Bhusarapu, S. - Presenter, Harper International Corp
Cassanello, M. - Presenter, Universidad de Buenos Aires
Dudukovic, M. P. - Presenter, Washington University in St. Louis
Al-Dahhan, M. H. - Presenter, Missouri University of Science & Technology
O'Hern, T. - Presenter, Sandia National Laboratories
Trujillo, S. M. - Presenter, Sandia National Laboratories


A thorough conception of the particle motion in the risers of Circulating Fluidized Beds (CFB) is very important to develop fundamental models for proper design and scale-up of these units. Existing and new models used to represent the complex particle dynamics in CFBs require experimental data for validation and improvement. Computed Automated Radioactive Particle Tracking (CARPT) technique has the capability of non-intrusively exploring the 3D solids structure and the complex solids motion in large opaque systems.

The trajectories of a solid tracer with the same characteristics as the circulating solids in the risers of two pilot-scale CFBs are examined in detail to get insights into the complex solid dynamics of these systems. The analysis uses tools from the theory of non-linear dynamics and symbolic dynamics. Features of the solid dynamics within the fast fluidization and the dilute phase transport flow regimes are highlighted and related to the operating conditions.

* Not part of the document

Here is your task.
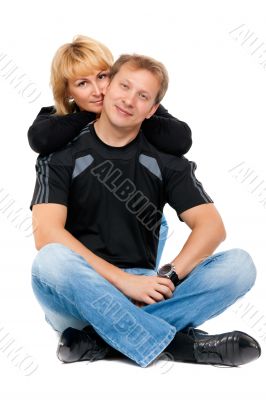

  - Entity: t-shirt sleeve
[165,157,213,220]
[30,153,73,209]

Non-linear dynamics theory has provided a framework and a new set of tools suitable for analysis of experimental time series, which frequently contributes to get insights into the dynamics of complex systems. Iterated maps have been obtained from successive crossings of the tracer through a given location in the inspected test sections. Distinct structures according to the flow regime have been found. They point to a more deterministic and regular motion in the DPT regime than in the FF regime.

Likewise, symbolic dynamics is a methodology that can be employed to enhance certain features of experimental time series of observables in continuous systems. The time series of an observed variable is transformed into a series of symbols, following certain criteria. A high relative frequency of a certain symbol-sequence implies the recurrence of specific patterns of the time series, which can be related to properties of the underlying system. Relative frequencies of symbol-sequences derived from the time series of the tracer positions were found to be strongly influenced by the flow regime and can be used as pointers for regime identification.

Finally, fast descending paths of the tracer, particularly within the column core, are closely examined to check the hypothesis of cluster formation at certain conditions.